Consumers feel pinch of fuel, train and energy hikes

SOMADADA FIKENI
SOMADADA FIKENI
Consumers have to tighten their belts as the second half of the year starts with tough increases in essential economic sectors.

Several increases came into effect from July 1, causing consumers to feel the pinch.

As of yesterday, petrol has increased by 44 cents a litre for 93 octane while 95 octane fuel has increased by 41c.

Diesel now costs 4c more a litre and illuminating paraffin has increased by 8c a litre.

Johannes Mokobane of the national Department of Energy said: “The increase in the prices of all the petroleum products is due mainly to the weakening of the rand against the dollar during the period under review.”

Metrorail also announced an increase to its fares, which are calculated per kilometre zone.

On its website, Metrorail states that the increases will help with maintaining trains, renovating stations, increasing the number of trains used over weekend and improving security.

  • East London to Mount Ruth weekly and monthly tickets have increased by R4 and R10;
  • East London to Berlin weekly and monthly tickets have increased by R30 and R7; and
  • East London to Arnoldton weekly and monthly tickets have increased by R3 and R7.

As of April 1, Eskom had already increased its tariffs by 12.69% but the power utility wanted to increase the tariffs again for the 2015-16 financial year.

However, on Monday the National Energy Regulator of South Africa (Nersa) announced that it would not grant Eskom the requested 9.58% tariff increase for the period July 1 2015 to March 31 2016.

According to Eskom’s website, the increase was to fund higher usage of open cycle gas turbines (OCGTs) and cover the cost of buying capacity from the short-term power purchase programme (STPPP) in order to limit the severity of load-shedding and the impact on the economy.

Professor Hugo Nel of Rhodes University’s economics department said such increases carry large weight on consumer prices.

“It will push the overall consumer price index. The economy has not been growing at its full potential in the last five years. These increases mean further pressure on the consumer, who is being squeezed from both sides,” Nel said.

Political analyst Dr Somadoda Fikeni said given the country’s current financial situation there was no short-term solution.

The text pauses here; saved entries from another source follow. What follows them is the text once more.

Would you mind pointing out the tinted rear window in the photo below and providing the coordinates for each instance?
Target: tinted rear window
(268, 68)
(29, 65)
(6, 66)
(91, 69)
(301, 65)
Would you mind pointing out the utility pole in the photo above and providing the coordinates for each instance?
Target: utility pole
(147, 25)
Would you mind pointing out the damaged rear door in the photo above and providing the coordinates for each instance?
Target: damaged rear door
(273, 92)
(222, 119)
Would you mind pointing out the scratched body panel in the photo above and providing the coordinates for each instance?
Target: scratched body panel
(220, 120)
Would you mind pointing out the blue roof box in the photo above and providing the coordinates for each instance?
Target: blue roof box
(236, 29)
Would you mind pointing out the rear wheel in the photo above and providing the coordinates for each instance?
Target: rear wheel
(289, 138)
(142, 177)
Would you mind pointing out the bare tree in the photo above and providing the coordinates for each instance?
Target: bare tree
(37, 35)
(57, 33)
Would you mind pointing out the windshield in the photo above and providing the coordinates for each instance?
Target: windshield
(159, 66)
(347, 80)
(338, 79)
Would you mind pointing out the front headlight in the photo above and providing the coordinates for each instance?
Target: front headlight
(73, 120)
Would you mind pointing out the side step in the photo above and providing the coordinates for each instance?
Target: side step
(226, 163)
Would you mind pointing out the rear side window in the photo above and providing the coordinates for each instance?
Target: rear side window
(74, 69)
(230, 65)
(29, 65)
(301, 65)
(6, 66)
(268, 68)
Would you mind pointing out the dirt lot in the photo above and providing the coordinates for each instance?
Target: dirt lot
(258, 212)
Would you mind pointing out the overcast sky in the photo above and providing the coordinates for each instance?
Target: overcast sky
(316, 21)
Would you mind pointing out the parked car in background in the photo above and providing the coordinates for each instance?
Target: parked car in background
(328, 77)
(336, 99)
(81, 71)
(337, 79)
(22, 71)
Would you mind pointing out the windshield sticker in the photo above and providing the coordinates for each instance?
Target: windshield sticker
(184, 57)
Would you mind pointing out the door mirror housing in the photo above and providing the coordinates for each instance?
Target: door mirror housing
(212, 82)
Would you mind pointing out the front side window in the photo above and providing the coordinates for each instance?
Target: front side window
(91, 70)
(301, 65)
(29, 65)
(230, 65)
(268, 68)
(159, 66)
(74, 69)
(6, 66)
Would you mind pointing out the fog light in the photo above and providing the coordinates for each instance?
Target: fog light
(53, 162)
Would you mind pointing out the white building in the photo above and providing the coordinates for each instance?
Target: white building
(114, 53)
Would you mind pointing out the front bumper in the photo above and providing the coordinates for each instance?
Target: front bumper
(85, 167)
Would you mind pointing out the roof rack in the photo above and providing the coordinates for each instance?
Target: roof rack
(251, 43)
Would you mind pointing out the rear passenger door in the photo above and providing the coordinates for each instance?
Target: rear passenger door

“The weakness is in our energy supply not being reliable. Privatising it will not be ideal. Also, we wait for too long to do maintenance,” he said.

The Daily Dispatch spoke to East London residents, who are feeling the pressure of increases.

Nomawethu Nweba said: “It is very bad. Electricity prices are high.

“And when we buy electricity, we don’t even get it because of load-shedding.”

Gardiuna Ngqeba said many were unemployed and could not afford the price hikes.